Notice. God demonstrates his love in that Christ died for us. You are not to think that somehow God stands over against us and Christ stands for us. God demonstrates his love by sending Christ. You’re bound up with the very nature and mystery of the incarnation, the nature and mystery of the Trinity. This is a triune God plan.

It hurts the Father to lose his Son, but he does it because he loves us. God demonstrates his love for us by sending his Son, and the Son demonstrates his love for us by listening to and conforming to his Father’s own wonderful plan so that this plan of the triune God is worked out in God’s justice being secured and protected by virtue of the fact that Christ bears our sin and God’s just standards are preserved even while we stand free and go forgiven.

God demonstrates his justice in the cross. Do you want to see the greatest evidence of the love of God? Go to the cross. Do you want to see the greatest evidence of the justice of God? Go to the cross. That is what you must have. It’s where wrath and mercy meet, holiness and peace kiss each other.

Now I want to leave you this time with some homework. For what you have undoubtedly seen as we’ve worked our way through this passage and the four things that Paul has set forth is this emphasis on faith. Faith, faith, faith. Have you noticed? And now it is the faith theme that is picked up in verses 27 and following. Faith is mentioned again and again in verses 27–31.

The things Paul there says about faith are then picked up and unpacked in the same order in chapter 4 so that the outline of 3:27–31 becomes the outline of chapter 4. I’m going to give you the outline and then you can go away and meditate and figure out how it all works. Okay? What is faith, then? He’s established that we’re justified by grace through faith. What, then, is faith, or, how does it function? What does it do? Here we go.
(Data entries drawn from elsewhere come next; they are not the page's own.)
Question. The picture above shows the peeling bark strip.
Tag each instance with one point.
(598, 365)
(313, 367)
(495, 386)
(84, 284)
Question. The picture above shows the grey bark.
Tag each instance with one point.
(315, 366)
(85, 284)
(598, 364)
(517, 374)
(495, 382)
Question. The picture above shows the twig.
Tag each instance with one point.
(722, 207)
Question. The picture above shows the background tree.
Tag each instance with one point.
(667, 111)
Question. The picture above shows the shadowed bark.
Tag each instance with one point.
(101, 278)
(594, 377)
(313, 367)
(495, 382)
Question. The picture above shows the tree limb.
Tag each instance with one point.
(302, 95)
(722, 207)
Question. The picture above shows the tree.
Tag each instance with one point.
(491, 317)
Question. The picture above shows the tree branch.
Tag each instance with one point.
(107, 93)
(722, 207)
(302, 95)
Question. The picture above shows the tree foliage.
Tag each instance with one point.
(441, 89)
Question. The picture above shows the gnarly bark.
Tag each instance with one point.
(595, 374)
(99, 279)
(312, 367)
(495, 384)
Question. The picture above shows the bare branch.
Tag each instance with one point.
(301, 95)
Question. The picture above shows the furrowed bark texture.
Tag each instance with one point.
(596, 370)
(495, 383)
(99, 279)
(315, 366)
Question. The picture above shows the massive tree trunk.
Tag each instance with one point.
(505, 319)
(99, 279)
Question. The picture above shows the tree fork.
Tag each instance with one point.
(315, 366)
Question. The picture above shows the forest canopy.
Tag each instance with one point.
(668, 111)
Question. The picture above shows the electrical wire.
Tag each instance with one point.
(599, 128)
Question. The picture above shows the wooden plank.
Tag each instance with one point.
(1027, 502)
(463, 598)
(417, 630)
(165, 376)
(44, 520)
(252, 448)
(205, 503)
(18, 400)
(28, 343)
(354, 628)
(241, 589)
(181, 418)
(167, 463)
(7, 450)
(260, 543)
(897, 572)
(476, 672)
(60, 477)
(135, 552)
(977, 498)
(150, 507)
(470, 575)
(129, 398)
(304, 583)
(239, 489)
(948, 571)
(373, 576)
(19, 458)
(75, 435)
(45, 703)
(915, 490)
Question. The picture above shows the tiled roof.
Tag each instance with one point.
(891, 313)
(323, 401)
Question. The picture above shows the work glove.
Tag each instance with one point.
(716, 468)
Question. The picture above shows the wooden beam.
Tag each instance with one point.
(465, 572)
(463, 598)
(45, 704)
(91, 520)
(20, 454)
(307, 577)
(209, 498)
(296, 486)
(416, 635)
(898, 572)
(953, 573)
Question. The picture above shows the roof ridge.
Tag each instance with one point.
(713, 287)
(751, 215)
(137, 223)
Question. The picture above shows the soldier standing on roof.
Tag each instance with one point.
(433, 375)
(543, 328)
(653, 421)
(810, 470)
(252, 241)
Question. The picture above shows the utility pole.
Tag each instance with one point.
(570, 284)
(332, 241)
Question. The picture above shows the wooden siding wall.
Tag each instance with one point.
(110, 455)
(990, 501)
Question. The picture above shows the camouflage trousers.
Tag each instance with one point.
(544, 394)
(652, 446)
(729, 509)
First, faith excludes boasting (3:27 and 4:1–2). Second, faith is necessary to preserve grace (3:28 and 4:3–8). Third, faith is necessary if Gentiles and Jews alike are to be saved (3:29–30 and 4:9–17). Finally, Christian faith, far from overturning the Old Testament, fulfills and upholds the Old Testament anticipation (3:31 and 4:18–25). Now let me read again.

“But now a righteousness from God, apart from law, has been made known, to which the Law and the Prophets testify. This righteousness from God comes through faith in Jesus Christ to all who believe. There is no difference, for all have sinned and fall short of the glory of God, and are justified freely by his grace through the redemption that came by Christ Jesus. God presented him as a sacrifice of atonement, through faith in his blood. He did this to demonstrate his justice, because in his forbearance he had left the sins committed beforehand unpunished; he did it to demonstrate his justice at the present time, so as to be just and the one who justifies those who have faith in Jesus.”

Dilemma wretched: how shall holiness

Of brilliant light unshaded, tolerate

Rebellion’s fetid slime, and not abate

In its own glory, compromised at best?

Dilemma wretched: how can truth attest

That God is love, and not be shamed by hate

And wills enslaved and bitter death—the freight

Of curse deserved, the human rebels’ mess?

The cross! The cross! The sacred meeting place

Where, knowing neither compromise nor loss

God’s love and holiness in shattering grace

The great dilemma slays! The cross! The cross!

The holy, loving God whose dear Son dies

By this is just—and one who justifies.